Ces axes proposés par la Commission Contenu, Stratégie et Méthodologie du Comité d’organisation local ont été enrichis par les participants au deuxième séminaire préparatoire.
Lors du séminaire, les participants ont discuté également de la méthodologie du FSM qui reposera sur les acquis des éditions antérieures tout en introduisant des innovations majeures qui pourraient rendre plus visibles les luttes se déroulant sur tous les fronts.
En 2011 aussi, les activités autogérées occuperont l’essentiel de l’agenda du forum pour la bonne raison que Dakar veut donner une plus grande visibilité aux luttes menées par les peuples originaires et ou autochtones. Des espaces appropriés et des facilités seront accordés à ces groupes pour leur permettre de mener librement leurs activités.

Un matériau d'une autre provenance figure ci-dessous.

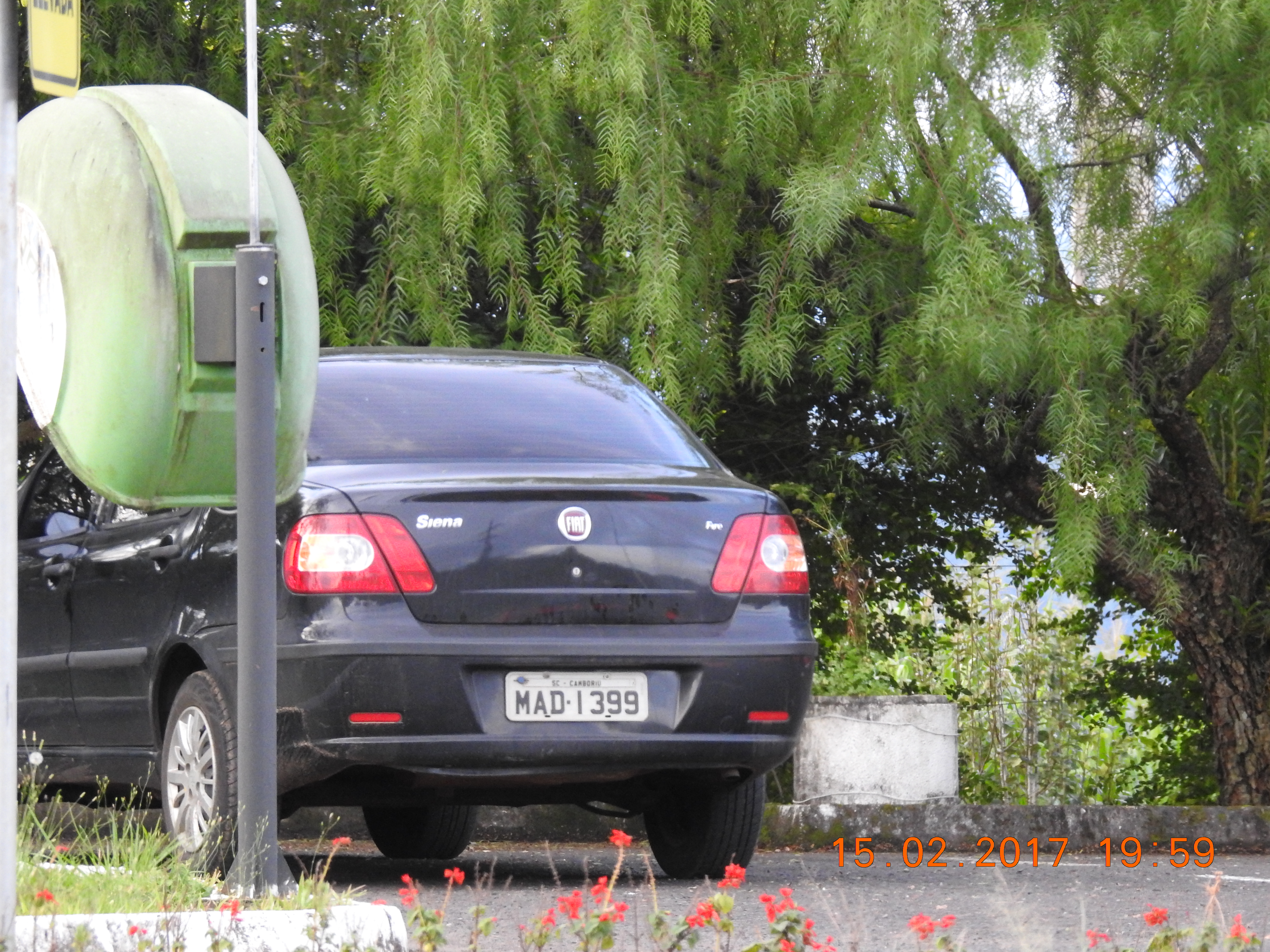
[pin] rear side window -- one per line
(441, 410)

Une place de choix sera accordée aux activités visant à renforcer la solidarité entre les mouvements sociaux africains et la Diaspora à travers l’organisation des séminaires et des tables rondes conjoints.

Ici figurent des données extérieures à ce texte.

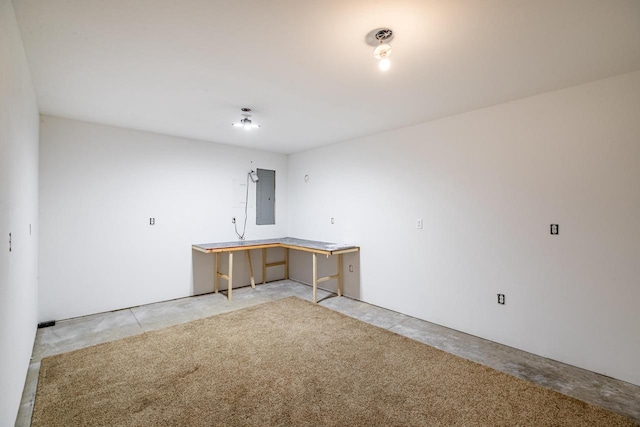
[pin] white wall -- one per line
(488, 184)
(18, 215)
(99, 185)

La culture sera promue comme un instrument de conscientisation politique et de mobilisation sociale. Pour ce faire, au niveau du Sénégal, le comité local d’organisation a approché plusieurs artistes de renom (Didier Awadi, Ismaël Lo, Baaba Maal, Coumba Gawlo Seck, Youssouf Ndour) dont certains ont déjà accepté de s’impliquer dans le processus de mobilisation.

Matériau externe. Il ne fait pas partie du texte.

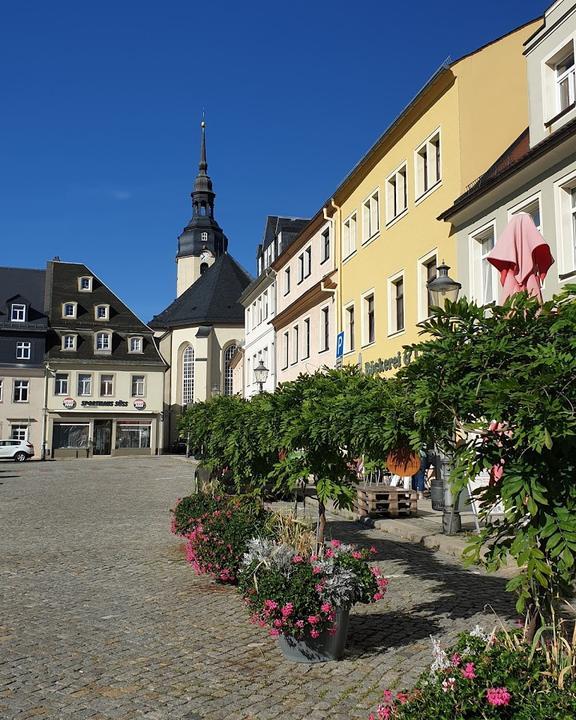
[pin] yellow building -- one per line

Comme à l’accoutumée, le FSM 2011 démarrera le 6 février par une manifestation inaugurale. La journée du lendemain est dédiée à l’Afrique avec un focus d’activités sur les questions de migrations et de Diaspora. Les troisième et quatrième journées seront consacrées aux activités auto-organisées. Le 10 février sera marqué par des activités de convergences thématiques et la dernière journée sera consacrée aux convergences globales et luttes partagées.
Défis de l’organisation
Depuis la validation du choix de Dakar, la question qui brûle toutes les lèvres est celle de savoir si l’Afrique sera à la hauteur des défis de la mobilisation sociale et de l’organisation logistique. Une interrogation légitime quand on se souvient que l’édition de Nairobi a fait triste mine.
A l’étape actuelle de la préparation, l’optimisme reste de mise quant à la réussite du forum, même si le défi de la mobilisation des ressources financières reste entier. Bien que l’argent manque cruellement, au pays de la « Teranga », chacun se prépare à sa manière à vivre intensément l’événement. Alors que six mois nous séparent de Février 2011, une partie de la presse locale s’est déjà lancée dans la campagne pour attirer le maximum de sénégalais et d’africains vers Dakar. L’objectif est de rééditer l’exploit de Belem qui a rassemblé selon les estimations plus de 100.000 activistes ou, tout au moins, de faire oublier l’échec de Naïrobi. Dans cette optique, le séminaire préparatoire a retenu le principe de l’organisation des caravanes thématiques qui a été expérimenté lors de la cinquième édition du forum social africain de Niamey. Il a adressé une lettre collective aux membres du Conseil International du FSM absents à Dakar pour leur demander de s’associer dès à présent à la mobilisation pour faire du prochain forum un succès.
Conscients de l’ampleur de la tâche, les organisateurs travaillent d’arrache-pied pour faire de cette rencontre en terre africaine une manifestation populaire. Avec moins de moyens financiers. Au niveau local, le comité sénégalais qui a pris ses quartiers au centre Bob s’est structuré en plusieurs commissions qui ont réalisé un travail fort appréciable.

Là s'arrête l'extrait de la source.